Search code examples
pythonregexbackslashlookbehind

How to use '\' in Python lookbehind assertion regex (?<=\\) to match C++-like quoted strings


How can I match r'\a' in Python using lookbehind assertion?
Actually, I need to match C++ strings like "a \" b" and

"str begin \
end"

I tried:

>>> res = re.compile('(?<=\)a')
Traceback (most recent call last):
  File "<stdin>", line 1, in <module>
  File "/usr/lib/python2.7/re.py", line 190, in compile
    return _compile(pattern, flags)
  File "/usr/lib/python2.7/re.py", line 244, in _compile
    raise error, v # invalid expression

>>> res = re.compile('(?<=\\)a')
Traceback (most recent call last):
  File "<stdin>", line 1, in <module>
  File "/usr/lib/python2.7/re.py", line 190, in compile
    return _compile(pattern, flags)
  File "/usr/lib/python2.7/re.py", line 244, in _compile
    raise error, v # invalid expression
sre_constants.error: unbalanced parenthesis

>>> res = re.compile('(?<=\\\)a')
>>> ms = res.match(r'\a')
>>> ms is None
True

Real Example:
When I'm parcing "my s\"tr"; 5; like ms = res.match(r'"my s\"tr"; 5;'), the expected output is: "my s\"tr"

Answer
Finally stribizhev provided the solution.
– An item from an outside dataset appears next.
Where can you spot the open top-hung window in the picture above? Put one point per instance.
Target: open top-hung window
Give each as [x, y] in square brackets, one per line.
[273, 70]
I thought my initial regex is less computationally expensive and the only issue was that it should be declared using a raw string:

>>> res = re.compile(r'"([^\n"]|(?<=\\)["\n])*"', re.UNICODE)
>>> ms = res.match(r'"my s\"tr"; 5;')
>>> print ms.group()
"my s\"tr"

Solution

  • EDIT: The final regex is an adaptation from the regex provided at Word Aligned

    I think you are looking for this regex:

    (?s)"(?:[^"\\]|\\.)*"
    

    See demo on regex101.

    Sample Python code (tested on TutorialsPoint):

    import re
    p = re.compile(ur'(?s)"(?:[^"\\]|\\.)*"')
    ms = p.match('"my s\\"tr"; 5;')
    print ms.group(0)